The remaining five are specialized variants — a planning agent for multi-step work, a security reviewer, a refactor specialist, and a couple of project-specific profiles tuned for particular workflows.

Tool Access Is a Safety Mechanism

The most important design decision is not the system prompt. It is the tool access list.

A documentation agent that cannot run shell commands is inherently safe. It cannot accidentally delete a directory, execute a malicious script, or push to a remote repository. The system prompt says "write documentation." The tool access list enforces it.

This is the same principle as the middleware safety pattern: code-enforced constraints do not degrade. A prompt that says "do not run commands" is a suggestion. A tool access list that omits the execution tool is a guarantee.

Tool access scoping is the difference between asking an agent not to do something dangerous and making it physically unable to.

Safety Levels and Approval Gates

Each profile has a safety level that determines how much autonomy it gets.

Read-only profiles (Explore, Verify, Debug) operate without approval gates. They can read anything, run read-only commands, and report back. The worst they can do is produce an incorrect analysis.

Write profiles (Code, Test, Document) operate with approval gates on destructive operations. Writing a new file is usually fine. Overwriting an existing file requires approval. Deleting a file always requires approval. Running a command that modifies the system requires approval.

Orchestration profiles have no direct file access at all. They route work and track state. They cannot touch the filesystem.

This means the risk surface of the system is not "the agent can do anything." It is "the Code profile can write files, and only when a human approves destructive changes." That is a much smaller surface to reason about.

Context Scope Prevents Drift

The last dimension — context scope — is the one I underestimated.

When I gave every profile the full project context, the Code agent would read blog post drafts and try to "fix" them. The Test agent would notice unrelated code style issues and try to address them. The Documentation agent would see the task queue and start reorganizing it.

Trimming context per profile fixed this. The Code agent sees source files and the current task. The Test agent sees the test suite and relevant source. The Documentation agent sees the docs directory and the changelog. Nobody sees everything, and nobody gets distracted by work that is not theirs.

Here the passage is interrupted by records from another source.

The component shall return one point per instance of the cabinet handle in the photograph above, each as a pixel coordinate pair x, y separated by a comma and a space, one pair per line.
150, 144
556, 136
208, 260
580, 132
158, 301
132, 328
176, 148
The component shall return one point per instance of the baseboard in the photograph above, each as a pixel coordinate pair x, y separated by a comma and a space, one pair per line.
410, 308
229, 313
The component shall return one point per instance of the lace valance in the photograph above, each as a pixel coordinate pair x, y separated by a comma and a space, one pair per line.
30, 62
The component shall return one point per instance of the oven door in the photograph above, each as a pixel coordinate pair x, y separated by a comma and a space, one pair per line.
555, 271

Context scope is how you tell an agent what to care about. Loading irrelevant files is not neutral — it actively degrades focus.

The General Principle

The case for specialized profiles is the same as the case for specialized roles in any team. A developer who also writes all the documentation, runs all the tests, manages the deployment pipeline, and answers support tickets will do none of those things well. Not because they are incapable, but because context-switching has a cost.

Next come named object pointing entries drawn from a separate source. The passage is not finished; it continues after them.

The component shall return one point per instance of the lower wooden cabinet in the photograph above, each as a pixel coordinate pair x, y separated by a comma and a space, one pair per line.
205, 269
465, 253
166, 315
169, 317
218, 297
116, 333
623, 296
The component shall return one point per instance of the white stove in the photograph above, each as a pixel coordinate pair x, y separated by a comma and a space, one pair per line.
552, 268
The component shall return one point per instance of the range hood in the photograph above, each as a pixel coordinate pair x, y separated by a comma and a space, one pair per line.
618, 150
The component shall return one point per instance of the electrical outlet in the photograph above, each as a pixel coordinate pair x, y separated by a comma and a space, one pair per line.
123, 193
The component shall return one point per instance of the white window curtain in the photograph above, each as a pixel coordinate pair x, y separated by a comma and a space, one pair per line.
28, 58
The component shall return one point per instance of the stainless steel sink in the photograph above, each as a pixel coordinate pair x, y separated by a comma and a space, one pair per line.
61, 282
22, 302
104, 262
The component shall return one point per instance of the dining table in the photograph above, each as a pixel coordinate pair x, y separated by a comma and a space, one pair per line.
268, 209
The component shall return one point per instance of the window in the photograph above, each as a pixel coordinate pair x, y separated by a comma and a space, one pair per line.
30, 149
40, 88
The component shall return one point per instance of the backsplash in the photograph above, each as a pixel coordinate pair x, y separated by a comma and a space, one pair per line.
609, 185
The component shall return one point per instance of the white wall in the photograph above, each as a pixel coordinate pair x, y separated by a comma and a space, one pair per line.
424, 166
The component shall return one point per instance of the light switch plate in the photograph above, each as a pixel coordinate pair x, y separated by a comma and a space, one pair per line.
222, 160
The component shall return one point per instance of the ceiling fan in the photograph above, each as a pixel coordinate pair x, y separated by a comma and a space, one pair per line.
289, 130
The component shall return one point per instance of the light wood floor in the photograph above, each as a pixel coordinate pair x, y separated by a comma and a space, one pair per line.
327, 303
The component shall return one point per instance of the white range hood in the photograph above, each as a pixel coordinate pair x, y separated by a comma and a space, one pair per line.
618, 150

AI agents have the same problem, with an additional twist: they cannot self-regulate focus. A human developer knows, intuitively, that writing a commit message is not the time to refactor the database layer. An LLM with a general-purpose prompt has no such intuition. Everything in the prompt carries equal weight.

Splitting the agent into profiles solves three problems at once. It focuses the model's attention, it shrinks the tool access surface, and it clarifies the safety boundary for each task. The system prompt for each profile can be short and specific, because the profile only does one thing.

You do not need twelve profiles. Start with three: one that reads, one that writes, and one that routes. The reading agent explores and reports. The writing agent makes changes. The routing agent decides which is which. That covers most use cases.

Add more profiles when you notice that one of them is doing two jobs that keep interfering with each other. That is the signal. Not a framework, not a best-practices document — the observation that your writing agent keeps trying to test, or your test agent keeps trying to document.

Specialization is not about having more agents. It is about each agent having a clear enough identity that it does the right thing without you hovering over its shoulder.